Remote work helps to locally counter the tendency of the “great resignation”


People have quit their jobs en masse since the start of the pandemic in what has been dubbed the “great quit”.

This global phenomenon is most common in the retail and hospitality industries, as employees demand better wages and working conditions from their employers.

In the United States, for example, the Bureau of Labor Statistics reported that more than four million Americans quit their jobs in July last year.

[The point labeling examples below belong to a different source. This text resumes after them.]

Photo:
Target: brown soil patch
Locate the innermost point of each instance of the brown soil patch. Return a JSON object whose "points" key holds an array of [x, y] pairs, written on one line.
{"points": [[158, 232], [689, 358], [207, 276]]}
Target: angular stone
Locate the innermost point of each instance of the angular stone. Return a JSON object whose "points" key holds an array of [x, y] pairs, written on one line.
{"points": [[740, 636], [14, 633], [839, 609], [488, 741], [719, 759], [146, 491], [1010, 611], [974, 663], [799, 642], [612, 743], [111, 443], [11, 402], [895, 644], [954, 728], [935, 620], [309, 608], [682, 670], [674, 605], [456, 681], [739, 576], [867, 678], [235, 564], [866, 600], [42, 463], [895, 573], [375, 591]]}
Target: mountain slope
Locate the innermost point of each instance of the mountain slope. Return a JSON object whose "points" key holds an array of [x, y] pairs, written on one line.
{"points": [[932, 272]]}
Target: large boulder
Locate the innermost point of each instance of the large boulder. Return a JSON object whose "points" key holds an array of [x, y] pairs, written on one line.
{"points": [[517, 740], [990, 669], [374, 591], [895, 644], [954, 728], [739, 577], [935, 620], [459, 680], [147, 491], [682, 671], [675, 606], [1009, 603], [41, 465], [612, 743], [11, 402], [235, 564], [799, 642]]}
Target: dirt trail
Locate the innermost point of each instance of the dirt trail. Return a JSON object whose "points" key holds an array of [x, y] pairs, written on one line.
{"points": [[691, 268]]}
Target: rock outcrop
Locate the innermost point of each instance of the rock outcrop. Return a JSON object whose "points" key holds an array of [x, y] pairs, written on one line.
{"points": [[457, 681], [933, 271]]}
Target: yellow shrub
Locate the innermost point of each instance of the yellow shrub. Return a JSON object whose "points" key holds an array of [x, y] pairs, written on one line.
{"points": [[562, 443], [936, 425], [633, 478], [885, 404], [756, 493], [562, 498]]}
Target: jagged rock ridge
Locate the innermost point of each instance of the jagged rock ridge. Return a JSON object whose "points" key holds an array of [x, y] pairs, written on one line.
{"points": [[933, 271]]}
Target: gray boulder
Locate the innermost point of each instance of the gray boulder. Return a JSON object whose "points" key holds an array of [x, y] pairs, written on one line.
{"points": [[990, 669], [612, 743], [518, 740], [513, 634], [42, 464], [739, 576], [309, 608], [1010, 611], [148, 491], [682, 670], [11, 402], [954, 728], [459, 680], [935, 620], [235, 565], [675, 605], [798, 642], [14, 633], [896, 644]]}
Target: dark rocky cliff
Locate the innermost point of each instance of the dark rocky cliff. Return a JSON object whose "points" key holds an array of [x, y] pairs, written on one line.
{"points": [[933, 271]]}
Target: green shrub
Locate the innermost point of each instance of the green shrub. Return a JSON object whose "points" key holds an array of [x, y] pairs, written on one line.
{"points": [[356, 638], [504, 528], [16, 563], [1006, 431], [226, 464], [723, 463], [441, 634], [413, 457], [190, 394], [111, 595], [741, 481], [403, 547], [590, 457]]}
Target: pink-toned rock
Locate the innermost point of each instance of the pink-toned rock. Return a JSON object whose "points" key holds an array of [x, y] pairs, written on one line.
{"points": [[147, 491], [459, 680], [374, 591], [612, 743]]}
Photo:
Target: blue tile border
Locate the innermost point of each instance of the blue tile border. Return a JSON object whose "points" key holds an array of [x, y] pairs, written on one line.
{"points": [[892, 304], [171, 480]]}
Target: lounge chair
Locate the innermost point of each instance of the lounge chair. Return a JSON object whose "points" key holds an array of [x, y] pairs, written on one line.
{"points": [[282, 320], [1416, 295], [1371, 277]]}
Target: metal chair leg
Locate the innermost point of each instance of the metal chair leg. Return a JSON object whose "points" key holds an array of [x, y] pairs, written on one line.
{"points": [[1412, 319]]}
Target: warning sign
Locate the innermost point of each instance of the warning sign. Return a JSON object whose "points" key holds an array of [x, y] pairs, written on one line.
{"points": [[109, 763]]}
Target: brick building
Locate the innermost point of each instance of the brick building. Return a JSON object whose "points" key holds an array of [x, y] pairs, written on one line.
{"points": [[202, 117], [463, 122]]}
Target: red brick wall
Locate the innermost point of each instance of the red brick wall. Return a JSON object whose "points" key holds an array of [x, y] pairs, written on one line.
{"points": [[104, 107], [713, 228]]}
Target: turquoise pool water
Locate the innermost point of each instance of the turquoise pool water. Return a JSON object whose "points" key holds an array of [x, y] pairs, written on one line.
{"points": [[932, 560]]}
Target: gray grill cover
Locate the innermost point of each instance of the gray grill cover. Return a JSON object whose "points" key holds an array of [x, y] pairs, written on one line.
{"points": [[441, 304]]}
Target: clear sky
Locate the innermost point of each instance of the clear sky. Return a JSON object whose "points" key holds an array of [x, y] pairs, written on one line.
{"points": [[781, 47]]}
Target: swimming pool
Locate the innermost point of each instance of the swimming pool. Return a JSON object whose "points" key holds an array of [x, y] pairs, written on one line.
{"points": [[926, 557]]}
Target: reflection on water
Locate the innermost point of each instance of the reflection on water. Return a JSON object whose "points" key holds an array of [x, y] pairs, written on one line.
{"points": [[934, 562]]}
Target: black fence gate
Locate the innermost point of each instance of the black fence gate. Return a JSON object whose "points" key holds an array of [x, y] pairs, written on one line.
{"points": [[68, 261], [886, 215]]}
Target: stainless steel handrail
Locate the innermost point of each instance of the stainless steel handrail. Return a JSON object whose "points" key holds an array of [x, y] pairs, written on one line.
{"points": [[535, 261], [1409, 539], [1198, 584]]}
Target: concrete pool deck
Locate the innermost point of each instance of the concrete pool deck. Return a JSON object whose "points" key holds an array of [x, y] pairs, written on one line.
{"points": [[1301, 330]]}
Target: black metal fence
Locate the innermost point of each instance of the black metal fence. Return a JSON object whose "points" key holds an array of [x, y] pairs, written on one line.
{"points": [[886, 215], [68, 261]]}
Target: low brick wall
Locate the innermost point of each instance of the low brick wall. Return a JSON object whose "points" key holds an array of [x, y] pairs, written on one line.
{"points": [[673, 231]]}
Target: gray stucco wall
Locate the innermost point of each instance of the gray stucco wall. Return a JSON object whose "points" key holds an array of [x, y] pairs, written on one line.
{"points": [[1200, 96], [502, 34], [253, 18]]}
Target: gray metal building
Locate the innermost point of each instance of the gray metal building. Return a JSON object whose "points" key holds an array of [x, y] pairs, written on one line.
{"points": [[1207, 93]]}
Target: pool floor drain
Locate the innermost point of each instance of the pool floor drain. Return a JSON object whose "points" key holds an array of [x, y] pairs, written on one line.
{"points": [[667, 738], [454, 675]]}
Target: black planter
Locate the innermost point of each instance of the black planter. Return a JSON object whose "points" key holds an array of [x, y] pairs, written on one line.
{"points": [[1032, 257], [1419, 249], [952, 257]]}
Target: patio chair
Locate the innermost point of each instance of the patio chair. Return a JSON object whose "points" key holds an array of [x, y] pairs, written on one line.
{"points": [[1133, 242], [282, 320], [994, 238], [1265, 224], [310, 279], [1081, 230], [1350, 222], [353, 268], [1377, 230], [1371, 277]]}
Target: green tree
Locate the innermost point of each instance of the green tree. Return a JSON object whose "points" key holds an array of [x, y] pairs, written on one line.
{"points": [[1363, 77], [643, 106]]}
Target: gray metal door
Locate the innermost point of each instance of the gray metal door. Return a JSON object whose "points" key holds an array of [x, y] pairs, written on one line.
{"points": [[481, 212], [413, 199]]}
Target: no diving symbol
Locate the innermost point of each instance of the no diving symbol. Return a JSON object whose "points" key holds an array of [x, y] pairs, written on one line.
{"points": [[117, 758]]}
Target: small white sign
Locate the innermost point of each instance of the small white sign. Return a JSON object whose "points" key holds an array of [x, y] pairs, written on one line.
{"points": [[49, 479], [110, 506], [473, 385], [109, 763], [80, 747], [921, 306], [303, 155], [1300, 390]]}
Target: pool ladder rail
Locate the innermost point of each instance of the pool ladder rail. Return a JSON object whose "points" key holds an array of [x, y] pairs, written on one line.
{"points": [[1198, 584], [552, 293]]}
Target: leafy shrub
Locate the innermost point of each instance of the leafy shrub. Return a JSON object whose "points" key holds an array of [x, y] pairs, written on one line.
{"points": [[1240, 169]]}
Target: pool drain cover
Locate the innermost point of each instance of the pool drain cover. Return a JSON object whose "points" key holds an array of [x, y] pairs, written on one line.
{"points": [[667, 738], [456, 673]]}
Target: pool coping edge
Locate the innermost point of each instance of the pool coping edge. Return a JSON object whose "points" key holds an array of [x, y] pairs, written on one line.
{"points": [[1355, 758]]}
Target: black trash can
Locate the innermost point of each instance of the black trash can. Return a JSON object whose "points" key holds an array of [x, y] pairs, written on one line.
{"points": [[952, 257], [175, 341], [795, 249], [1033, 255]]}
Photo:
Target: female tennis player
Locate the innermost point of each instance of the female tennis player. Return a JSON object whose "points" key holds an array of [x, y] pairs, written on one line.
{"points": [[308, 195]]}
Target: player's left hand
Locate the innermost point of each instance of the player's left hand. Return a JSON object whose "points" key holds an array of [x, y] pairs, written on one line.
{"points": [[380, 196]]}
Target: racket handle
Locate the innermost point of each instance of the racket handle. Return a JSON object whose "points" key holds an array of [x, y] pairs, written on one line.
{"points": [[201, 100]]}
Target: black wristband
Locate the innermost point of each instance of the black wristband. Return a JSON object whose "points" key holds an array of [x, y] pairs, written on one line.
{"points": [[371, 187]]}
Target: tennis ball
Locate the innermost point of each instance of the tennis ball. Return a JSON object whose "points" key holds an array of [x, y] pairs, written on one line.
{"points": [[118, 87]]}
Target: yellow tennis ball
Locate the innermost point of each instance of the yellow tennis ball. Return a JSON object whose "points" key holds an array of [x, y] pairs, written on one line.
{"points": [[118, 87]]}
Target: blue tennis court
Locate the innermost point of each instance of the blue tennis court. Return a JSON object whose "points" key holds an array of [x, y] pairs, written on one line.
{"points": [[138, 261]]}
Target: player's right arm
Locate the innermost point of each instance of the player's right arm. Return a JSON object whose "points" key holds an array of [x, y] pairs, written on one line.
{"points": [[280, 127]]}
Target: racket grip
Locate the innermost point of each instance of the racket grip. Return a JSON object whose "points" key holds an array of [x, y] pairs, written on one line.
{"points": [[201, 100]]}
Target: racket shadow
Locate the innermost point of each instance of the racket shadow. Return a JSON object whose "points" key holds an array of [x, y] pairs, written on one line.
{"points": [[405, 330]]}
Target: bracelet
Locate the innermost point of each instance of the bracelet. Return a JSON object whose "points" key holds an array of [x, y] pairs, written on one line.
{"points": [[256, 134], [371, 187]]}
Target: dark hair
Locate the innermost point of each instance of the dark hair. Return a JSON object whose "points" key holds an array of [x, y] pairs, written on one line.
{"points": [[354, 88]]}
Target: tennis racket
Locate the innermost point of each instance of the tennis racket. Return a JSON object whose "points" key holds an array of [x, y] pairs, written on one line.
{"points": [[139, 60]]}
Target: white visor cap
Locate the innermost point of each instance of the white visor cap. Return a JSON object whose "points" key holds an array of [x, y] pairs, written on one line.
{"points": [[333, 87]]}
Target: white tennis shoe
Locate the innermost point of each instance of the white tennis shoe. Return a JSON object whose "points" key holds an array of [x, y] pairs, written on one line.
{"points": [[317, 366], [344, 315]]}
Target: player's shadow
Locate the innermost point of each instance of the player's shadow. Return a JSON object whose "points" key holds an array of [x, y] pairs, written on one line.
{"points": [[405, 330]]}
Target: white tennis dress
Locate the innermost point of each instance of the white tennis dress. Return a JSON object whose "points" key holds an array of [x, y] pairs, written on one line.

“At the start of the pandemic, several employees were forced to work from home, and they realized that they preferred this arrangement. With the availability of vaccines, however, employers are now asking employees to return to the office,” said human resources consultant Dr Malaika Edwards. Loop News in describing the causes of this trend.

“In some cases, employees have indicated that they want to continue working remotely, and so these employees have chosen to resign from jobs that require them to be physically present in the office.”

Human Resources Consultant Dr Malaika Edwards

Edwards pointed out that another factor behind the big resignation is that some employees are struggling to work from home, while caring for children who are at home due to the pandemic.

“These employees have made the decision to quit their jobs and focus on full-time childcare,” she noted.

However, while Jamaican businesses have been alerted to the impact of this trend, businesses that have spoken with Loop News says they were spared.

GraceKennedy CEO Don Wehby said the company’s US operations were unaffected by the “big resignation”.

Locally, he said GraceKennedy had adjusted its remote work policy since the start of the pandemic to maintain staff satisfaction.

Don Wehby, CEO of Grace Kennedy

“Our Flexible Work Arrangements (FWA) policy was revised and re-launched early last year. The FWA policy extends beyond our current COVID-19 work-from-home protocol and provides our team with several options for flexible work arrangements,” he said. Adding that around 60% of its staff are now working from home.

Meanwhile, Sagicor Group Senior Vice President for Group Human Resources and Corporate Services, Karl Williams, said the company had noticed no change in the number of employees leaving the company. since the pandemic. He attributes this to Sagicor’s work-from-home policy.

Karl Williams, Sagicor Group Senior Vice President for Human Resources and Group Corporate Services.

“Sagicor’s Work From Home (WFH) program was implemented in August 2019 (before the COVID-19 pandemic) and the number of team members participating in the program has increased since the pandemic, to approximately 35% of team members currently working from home. The WFH program is an important part of the Group’s COVID-19 management plan to mitigate the spread of the virus in addition to other specific strategies in place to manage the retention of team members during this time.” -he declares.

But Edwards, while agreeing that flexible work-from-home policies are an important step in reducing the impact of “the great resignation”, also insists that fair compensation packages are just as important.

“Employers may also need to consider revising policies related to things like compensation and benefits, as poor wages also contributed to the big quit,” she said.